Na nossa ânsia de realizar sonhos, esquecemos de apreciar o caminho. Acreditamos que a felicidade nos espera no pote de ouro ao fim do arco-íris. Mas a Preta Velha me ensinou algo mais profundo: a felicidade nos encontra ao longo do processo. Ela está nos dias em que, apesar da correria, olhamos para o lado e percebemos o quão longe já chegamos. Está nos momentos em que encontramos as pessoas que amamos e passamos horas ao lado delas, jogando conversa fora ou desabafando. No meu caso, a felicidade é saber que hoje nenhum membro da minha família passará fome.
A sabedoria dela me mostrou que a vida não se trata de pressa, mas de presença. E desde então, me pergunto: como tenho me feito presente nos meus momentos de felicidade? Como posso afinar meu olhar para enxergar esses instantes e valorizá-los, talvez até mais do que os momentos difíceis?

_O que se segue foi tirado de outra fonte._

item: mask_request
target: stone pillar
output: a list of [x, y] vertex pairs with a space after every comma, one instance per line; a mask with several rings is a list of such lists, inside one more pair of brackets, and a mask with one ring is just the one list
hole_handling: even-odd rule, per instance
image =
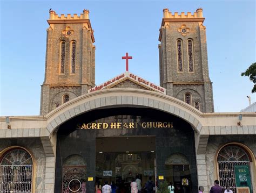
[[208, 192], [207, 181], [206, 163], [205, 154], [197, 154], [197, 174], [198, 186], [203, 186], [204, 192]]
[[45, 162], [45, 193], [54, 192], [55, 157], [46, 157]]

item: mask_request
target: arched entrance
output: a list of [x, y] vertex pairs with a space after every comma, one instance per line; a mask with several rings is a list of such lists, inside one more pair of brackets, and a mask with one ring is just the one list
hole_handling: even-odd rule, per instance
[[[158, 176], [166, 180], [165, 161], [169, 155], [177, 152], [188, 155], [189, 171], [193, 175], [191, 192], [197, 191], [191, 136], [194, 131], [190, 124], [156, 109], [123, 107], [81, 114], [60, 125], [57, 133], [55, 191], [60, 185], [57, 174], [63, 172], [64, 160], [71, 154], [85, 159], [88, 179], [93, 179], [86, 182], [87, 192], [92, 192], [98, 180], [102, 184], [105, 180], [109, 184], [124, 181], [127, 187], [138, 174], [143, 185], [151, 176], [154, 182], [163, 180]], [[123, 161], [120, 155], [124, 156]]]
[[176, 192], [191, 192], [190, 162], [183, 154], [172, 154], [165, 161], [166, 180], [173, 183]]
[[6, 151], [0, 158], [0, 192], [32, 192], [33, 160], [22, 148]]
[[248, 187], [252, 192], [250, 162], [252, 159], [247, 151], [237, 144], [223, 147], [217, 155], [217, 170], [220, 185], [237, 192], [239, 187]]

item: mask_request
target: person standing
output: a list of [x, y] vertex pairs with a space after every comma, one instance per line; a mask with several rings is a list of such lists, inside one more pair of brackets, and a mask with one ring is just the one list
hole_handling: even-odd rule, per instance
[[201, 185], [199, 187], [199, 193], [203, 193], [204, 190], [205, 189], [204, 188], [204, 187], [202, 187]]
[[230, 187], [227, 187], [227, 189], [224, 191], [224, 193], [233, 193], [233, 191], [230, 190]]
[[147, 193], [153, 193], [154, 192], [154, 184], [151, 180], [152, 177], [150, 176], [149, 178], [149, 180], [147, 181], [147, 183], [146, 183], [146, 189], [147, 190]]
[[135, 182], [134, 178], [132, 179], [132, 182], [131, 183], [131, 192], [138, 193], [138, 184]]
[[108, 181], [104, 182], [105, 185], [102, 187], [102, 193], [111, 193], [111, 187], [107, 184]]
[[214, 181], [214, 185], [212, 187], [210, 193], [222, 193], [223, 189], [219, 185], [219, 182], [218, 180]]
[[114, 181], [112, 181], [111, 182], [111, 189], [112, 189], [112, 192], [111, 193], [116, 193], [117, 192], [117, 187], [116, 185], [116, 183], [114, 183]]
[[95, 193], [102, 193], [102, 185], [99, 181], [97, 182], [97, 184], [95, 186]]
[[170, 193], [174, 192], [174, 187], [172, 185], [172, 182], [170, 182], [170, 185], [168, 187], [168, 190], [169, 190]]
[[140, 178], [139, 178], [139, 176], [137, 175], [136, 176], [136, 180], [135, 180], [135, 182], [136, 182], [137, 186], [138, 186], [138, 192], [142, 192], [142, 181], [140, 180]]

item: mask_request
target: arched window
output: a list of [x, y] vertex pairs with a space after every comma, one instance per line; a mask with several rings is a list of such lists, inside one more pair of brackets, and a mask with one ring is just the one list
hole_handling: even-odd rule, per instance
[[85, 192], [86, 162], [79, 155], [71, 155], [64, 162], [62, 192]]
[[67, 94], [63, 95], [63, 103], [68, 101], [69, 101], [69, 95]]
[[178, 59], [178, 72], [183, 72], [183, 46], [182, 40], [177, 40], [177, 59]]
[[59, 103], [56, 103], [54, 104], [54, 108], [56, 109], [57, 108], [57, 107], [59, 107], [60, 105]]
[[76, 42], [72, 41], [71, 43], [71, 72], [74, 74], [76, 72]]
[[200, 110], [200, 103], [198, 101], [195, 101], [194, 103], [194, 108], [197, 110]]
[[187, 40], [187, 56], [188, 58], [188, 72], [194, 72], [194, 53], [193, 48], [193, 41], [191, 39]]
[[65, 55], [66, 52], [66, 42], [60, 42], [60, 74], [65, 73]]
[[185, 94], [185, 102], [191, 104], [191, 94], [190, 92], [186, 92]]
[[1, 158], [0, 192], [31, 192], [33, 160], [22, 148], [12, 149]]
[[217, 156], [220, 186], [229, 187], [235, 192], [235, 166], [250, 167], [250, 162], [249, 155], [240, 146], [230, 145], [221, 148]]

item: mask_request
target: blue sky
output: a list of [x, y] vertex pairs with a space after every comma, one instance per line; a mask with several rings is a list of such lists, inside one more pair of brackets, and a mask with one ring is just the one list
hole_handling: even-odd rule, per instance
[[163, 9], [172, 12], [203, 9], [210, 76], [215, 112], [238, 112], [256, 94], [240, 74], [255, 60], [254, 1], [1, 1], [0, 116], [39, 115], [44, 78], [46, 20], [89, 9], [96, 46], [96, 82], [125, 70], [159, 84], [158, 45]]

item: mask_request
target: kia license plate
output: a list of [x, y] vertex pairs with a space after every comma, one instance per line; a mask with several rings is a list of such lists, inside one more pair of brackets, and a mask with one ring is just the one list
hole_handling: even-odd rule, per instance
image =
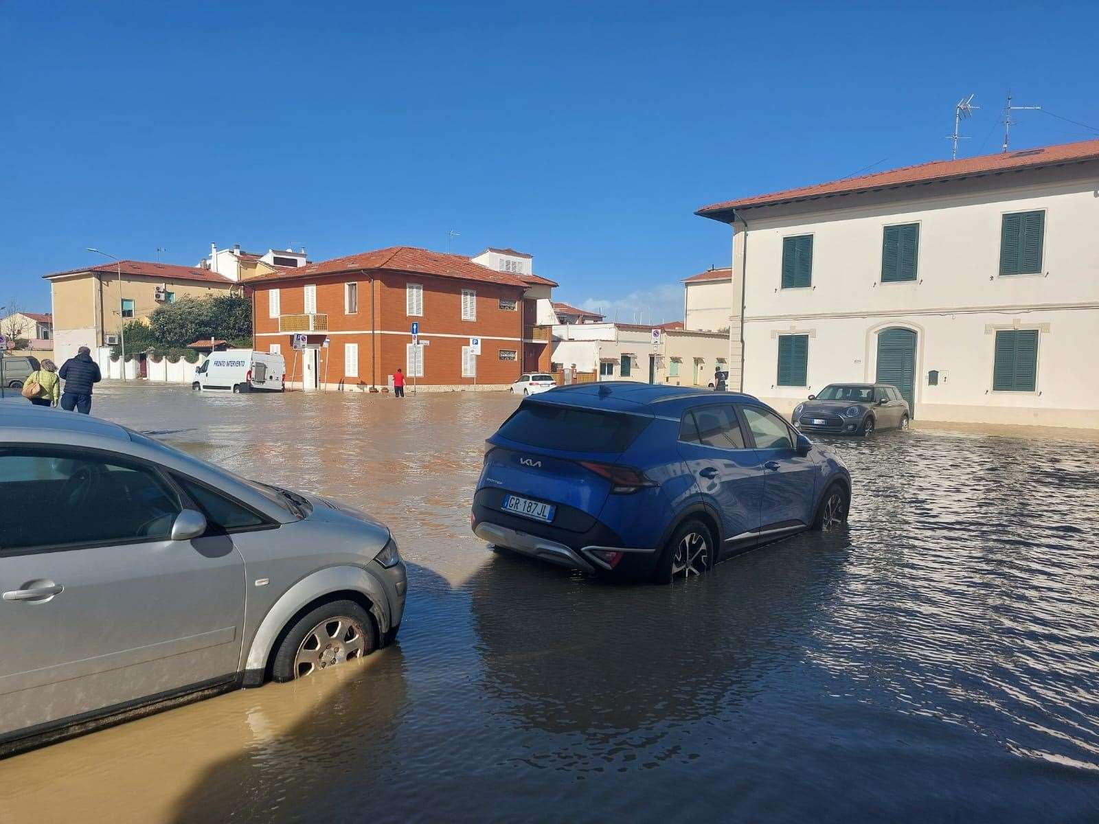
[[528, 498], [520, 498], [519, 495], [504, 495], [503, 510], [504, 512], [522, 515], [523, 517], [529, 517], [533, 521], [542, 521], [543, 523], [550, 523], [553, 521], [553, 504], [542, 503], [542, 501], [532, 501]]

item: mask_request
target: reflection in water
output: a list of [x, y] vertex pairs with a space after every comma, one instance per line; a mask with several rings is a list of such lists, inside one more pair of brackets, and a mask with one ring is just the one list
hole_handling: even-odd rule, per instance
[[469, 534], [513, 398], [125, 391], [97, 413], [386, 521], [399, 646], [4, 761], [13, 821], [1096, 819], [1090, 446], [837, 439], [846, 534], [614, 587]]

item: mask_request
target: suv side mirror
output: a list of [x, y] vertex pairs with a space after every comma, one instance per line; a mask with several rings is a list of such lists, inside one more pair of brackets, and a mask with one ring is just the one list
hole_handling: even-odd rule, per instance
[[171, 524], [173, 541], [190, 541], [206, 532], [206, 515], [197, 510], [184, 510]]
[[798, 435], [798, 443], [795, 444], [793, 448], [798, 453], [798, 455], [804, 456], [804, 455], [808, 455], [809, 450], [813, 448], [813, 442], [810, 441], [804, 435], [799, 434]]

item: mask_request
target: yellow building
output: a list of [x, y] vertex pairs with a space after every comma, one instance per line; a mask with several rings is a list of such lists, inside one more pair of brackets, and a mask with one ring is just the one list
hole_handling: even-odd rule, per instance
[[80, 346], [96, 352], [113, 345], [123, 322], [147, 320], [159, 305], [242, 288], [210, 269], [147, 260], [104, 263], [43, 277], [49, 281], [58, 364]]

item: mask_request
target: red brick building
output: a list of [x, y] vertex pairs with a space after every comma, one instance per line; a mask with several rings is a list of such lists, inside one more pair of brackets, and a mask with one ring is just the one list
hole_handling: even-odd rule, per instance
[[[542, 333], [530, 321], [541, 291], [548, 298], [556, 285], [462, 255], [393, 246], [248, 285], [255, 348], [281, 353], [306, 388], [385, 387], [398, 368], [421, 387], [502, 387], [524, 368], [550, 365], [548, 336], [536, 339]], [[412, 344], [413, 322], [423, 346]], [[298, 355], [295, 333], [308, 339]], [[478, 357], [470, 337], [480, 338]]]

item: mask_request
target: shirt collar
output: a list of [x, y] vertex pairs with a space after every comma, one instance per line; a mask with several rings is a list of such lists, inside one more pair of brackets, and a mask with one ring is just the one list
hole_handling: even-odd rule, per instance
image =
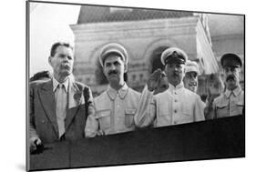
[[128, 94], [128, 86], [125, 83], [124, 86], [117, 91], [116, 89], [112, 88], [109, 85], [107, 89], [107, 93], [110, 99], [114, 100], [117, 97], [117, 95], [119, 95], [121, 99], [124, 99]]
[[239, 86], [233, 91], [230, 91], [230, 90], [227, 89], [226, 92], [225, 92], [226, 96], [230, 97], [230, 96], [232, 92], [234, 93], [234, 96], [237, 96], [241, 92], [241, 86]]
[[64, 81], [63, 83], [59, 83], [54, 76], [53, 76], [53, 91], [55, 92], [57, 86], [59, 84], [64, 85], [65, 87], [65, 91], [67, 93], [67, 88], [68, 88], [68, 84], [69, 84], [69, 77], [67, 77], [67, 79], [66, 79], [66, 81]]

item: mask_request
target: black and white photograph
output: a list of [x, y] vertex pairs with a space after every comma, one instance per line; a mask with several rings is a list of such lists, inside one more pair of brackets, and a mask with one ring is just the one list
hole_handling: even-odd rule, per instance
[[26, 170], [245, 158], [245, 14], [26, 3]]

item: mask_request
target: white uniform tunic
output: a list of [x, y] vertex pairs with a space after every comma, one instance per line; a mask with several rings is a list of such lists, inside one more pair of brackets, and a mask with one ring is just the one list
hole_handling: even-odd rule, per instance
[[118, 91], [108, 86], [94, 99], [95, 113], [87, 118], [86, 137], [95, 137], [99, 130], [105, 135], [134, 130], [139, 98], [140, 94], [126, 84]]
[[191, 123], [204, 120], [200, 97], [185, 88], [183, 83], [153, 96], [147, 88], [143, 90], [135, 123], [143, 127], [153, 124], [155, 127]]

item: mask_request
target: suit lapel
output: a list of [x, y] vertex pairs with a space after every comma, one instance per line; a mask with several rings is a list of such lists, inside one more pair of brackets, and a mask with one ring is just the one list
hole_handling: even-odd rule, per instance
[[73, 118], [79, 111], [80, 105], [85, 103], [82, 87], [78, 86], [74, 81], [69, 83], [68, 88], [68, 107], [65, 120], [66, 131], [67, 131]]
[[39, 97], [44, 107], [44, 110], [51, 121], [56, 136], [58, 136], [58, 128], [56, 116], [56, 106], [55, 106], [55, 96], [53, 92], [53, 82], [52, 80], [45, 83], [41, 89], [39, 89]]

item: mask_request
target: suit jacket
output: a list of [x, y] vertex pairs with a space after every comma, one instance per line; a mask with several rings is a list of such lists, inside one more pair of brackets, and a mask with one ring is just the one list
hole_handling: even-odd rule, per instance
[[[38, 137], [43, 143], [58, 141], [58, 127], [56, 115], [53, 81], [36, 81], [30, 83], [29, 102], [29, 138]], [[76, 140], [85, 137], [86, 107], [84, 89], [89, 90], [89, 102], [92, 94], [88, 86], [69, 80], [65, 136], [67, 140]], [[88, 113], [91, 113], [88, 110]]]

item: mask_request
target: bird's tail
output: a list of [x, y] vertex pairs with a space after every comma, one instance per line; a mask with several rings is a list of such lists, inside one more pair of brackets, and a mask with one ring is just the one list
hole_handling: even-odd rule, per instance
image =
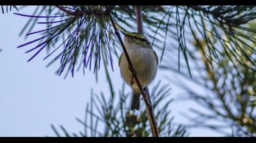
[[132, 102], [130, 103], [130, 110], [140, 110], [140, 92], [132, 91]]

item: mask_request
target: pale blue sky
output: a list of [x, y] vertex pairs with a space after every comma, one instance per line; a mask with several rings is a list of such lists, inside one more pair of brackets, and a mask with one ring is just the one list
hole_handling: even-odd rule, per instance
[[[32, 14], [34, 7], [23, 9], [21, 13]], [[13, 10], [13, 12], [15, 10]], [[24, 52], [29, 47], [16, 47], [26, 41], [24, 36], [18, 34], [27, 21], [27, 18], [9, 13], [0, 14], [0, 136], [55, 136], [50, 124], [63, 125], [69, 132], [83, 130], [84, 127], [78, 123], [76, 117], [83, 118], [86, 103], [90, 101], [90, 90], [108, 93], [105, 75], [99, 73], [99, 84], [94, 80], [92, 72], [82, 70], [76, 73], [74, 78], [54, 74], [59, 62], [49, 68], [46, 65], [49, 61], [43, 61], [46, 52], [40, 53], [32, 61], [26, 61], [31, 54]], [[41, 25], [37, 29], [44, 29]], [[112, 75], [115, 88], [120, 88], [121, 78], [118, 61], [114, 61]], [[166, 74], [160, 71], [155, 81], [163, 79]], [[172, 73], [171, 73], [172, 74]], [[169, 75], [169, 76], [175, 76]], [[171, 84], [174, 97], [182, 91]], [[126, 89], [129, 89], [126, 88]], [[175, 121], [186, 122], [188, 121], [180, 116], [191, 107], [196, 107], [190, 102], [179, 102], [171, 105], [172, 116]], [[190, 136], [220, 136], [216, 132], [205, 129], [190, 130]]]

Quantas vezes deixamos nossas conquistas passarem sem celebração, acreditando que são apenas parte do caminho e não o destino? Falo aqui de conquistas que vão desde o simples ato de levantar da cama e encarar o mundo, até ser aprovada/o em um processo seletivo. São momentos que, embora pequenos aos olhos da pressa, são imensos aos olhos da presença.
Talvez a grande questão seja aprender a saborear as conquistas, por menores que pareçam, e perceber que nelas também reside o sentido da nossa jornada. Nos ritmos acelerados do ocidente moderno, corremos para alcançar nossos sonhos, tão ansiosos que perdemos de vista a beleza dos momentos ao longo do caminho. Nosso frenesi nos cega. Contudo, a verdade é que alguns sonhos são sementes que germinarão nas mãos das gerações futuras. Devemos, então, nutri-los com cuidado, para que as esperanças que virão floresçam com força. Apenas ao cultivar essa esperança e compreender que a felicidade reside na jornada, podemos legar aos nossos descendentes o sonho que um dia foi nosso.
O sonho de que falo aqui é a nossa constante busca pela democratização deste país, um sonho que atravessou o Atlântico no coração de milhares de africanas e africanos sequestradas/os, desumanizadas/os, arrancadas/os de suas terras, de suas famílias e, talvez por instantes, até de sua fé. Essas pessoas lutaram bravamente por quase quatro séculos pela sua liberdade. E, passados 136 anos da abolição, ainda continuamos lutando pelo direito de existir.
Sabemos que os últimos dias não foram fáceis. Em alguns momentos, a desesperança pousou ao nosso lado, tentando nos lembrar que não somos nós quem mandamos no jogo. Mas resistimos desde o primeiro dia, e assim devemos continuar. “Nossos passos vêm de longe”, e, ao segui-los, somos sementes que germinarão nas mãos das gerações que estão por vir.